Redundant objects accumulate when PDFs are incrementally updated. The PDF format allows appending new content without rewriting the whole file. After multiple save operations, the file can contain multiple versions of the same object — earlier revisions that are no longer referenced but still take up space.
Uncompressed content streams are page description data (the PostScript-like commands that describe where to draw text and graphics). These are usually compressed but sometimes aren't, particularly in PDFs produced by older or minimal-compliance tools.
Image Compression Inside PDFs
Images in PDFs use a filter chain — one or more compression algorithms applied to the raw pixel data. The choice of filter depends on the image content.

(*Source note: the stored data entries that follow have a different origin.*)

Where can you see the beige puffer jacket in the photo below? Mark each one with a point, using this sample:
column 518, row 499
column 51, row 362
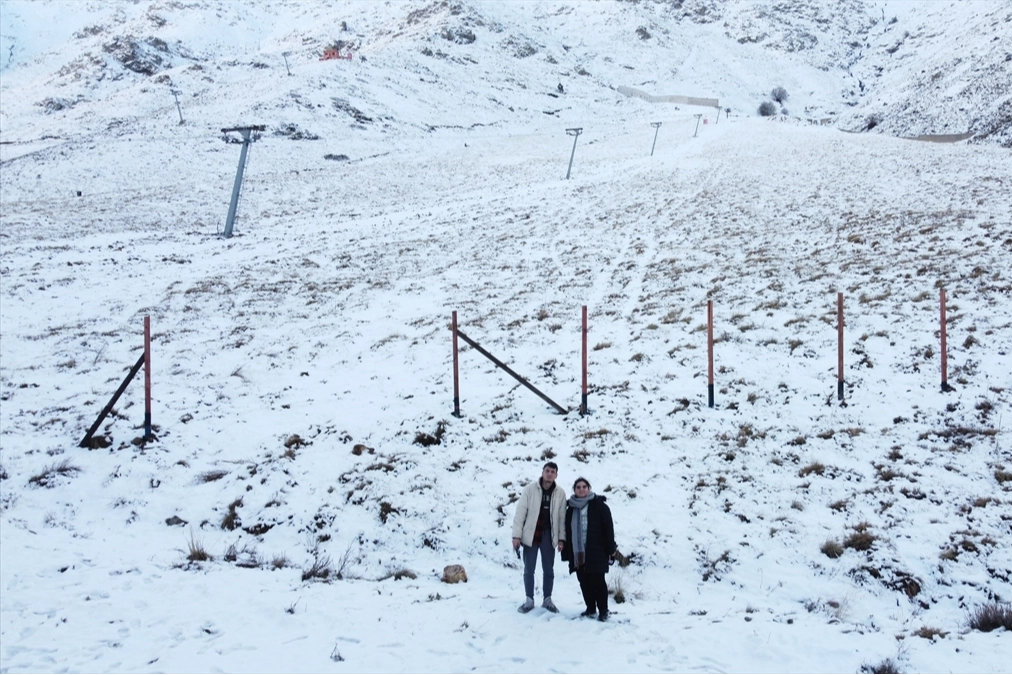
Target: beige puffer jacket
column 527, row 508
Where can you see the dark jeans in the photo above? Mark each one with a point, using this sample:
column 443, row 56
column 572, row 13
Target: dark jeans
column 595, row 590
column 547, row 566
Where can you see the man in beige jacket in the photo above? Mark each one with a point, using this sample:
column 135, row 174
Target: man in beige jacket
column 539, row 526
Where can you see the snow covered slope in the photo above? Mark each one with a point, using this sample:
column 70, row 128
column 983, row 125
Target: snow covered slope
column 302, row 369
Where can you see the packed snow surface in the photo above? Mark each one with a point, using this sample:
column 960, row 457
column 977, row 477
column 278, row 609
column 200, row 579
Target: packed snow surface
column 303, row 370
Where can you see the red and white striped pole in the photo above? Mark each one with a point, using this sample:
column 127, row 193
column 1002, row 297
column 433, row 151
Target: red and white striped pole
column 147, row 378
column 583, row 398
column 709, row 349
column 839, row 348
column 941, row 303
column 456, row 376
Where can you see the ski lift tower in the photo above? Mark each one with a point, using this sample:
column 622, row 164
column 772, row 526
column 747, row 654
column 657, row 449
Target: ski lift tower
column 248, row 138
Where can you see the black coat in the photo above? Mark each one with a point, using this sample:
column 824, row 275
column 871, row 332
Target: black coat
column 600, row 536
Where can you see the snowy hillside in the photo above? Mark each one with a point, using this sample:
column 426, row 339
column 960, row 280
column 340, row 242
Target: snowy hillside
column 302, row 370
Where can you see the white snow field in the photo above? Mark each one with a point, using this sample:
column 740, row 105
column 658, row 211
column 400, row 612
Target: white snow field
column 301, row 367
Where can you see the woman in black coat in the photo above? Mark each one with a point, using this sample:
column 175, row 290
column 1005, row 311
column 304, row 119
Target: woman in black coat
column 590, row 545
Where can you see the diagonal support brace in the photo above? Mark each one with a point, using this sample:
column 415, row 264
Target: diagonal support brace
column 484, row 352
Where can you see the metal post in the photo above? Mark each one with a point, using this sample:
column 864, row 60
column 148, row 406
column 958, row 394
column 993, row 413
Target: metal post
column 456, row 377
column 175, row 94
column 583, row 399
column 709, row 349
column 945, row 387
column 147, row 380
column 234, row 204
column 575, row 133
column 839, row 349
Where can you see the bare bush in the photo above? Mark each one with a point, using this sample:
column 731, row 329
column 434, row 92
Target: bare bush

DCT (JPEG) compression is used for photographs and continuous-tone images. It's a lossy algorithm — it discards high-frequency detail that human vision is less sensitive to. Quality can be tuned from nearly invisible loss to heavy artifacting. Most PDF optimizers target 72–150 DPI for screen-resolution images and 150–300 DPI for print, then apply JPEG at quality 60–80. A raw 5MB photo can become 200KB this way.
FLATE (ZIP/Deflate) compression is the lossless option, used for graphics, diagrams, screenshots, and images with text. It's the same algorithm as ZIP files — it finds repeating patterns in the data and encodes them more efficiently. FLATE is the right choice when you can't afford any quality loss, like a logo or a chart with precise colors.
JBIG2 is specialized for black-and-white (1-bit) images — scanned text pages, fax output. It achieves dramatically better compression than FLATE for bitonal content by recognizing repeating symbol patterns (the same letter e appears many times on a page) and storing each symbol once. PDF/A-2 and later standards allow JBIG2; PDF/A-1 does not. The bitstream format is defined in ITU-T T.88 (the JBIG2 specification).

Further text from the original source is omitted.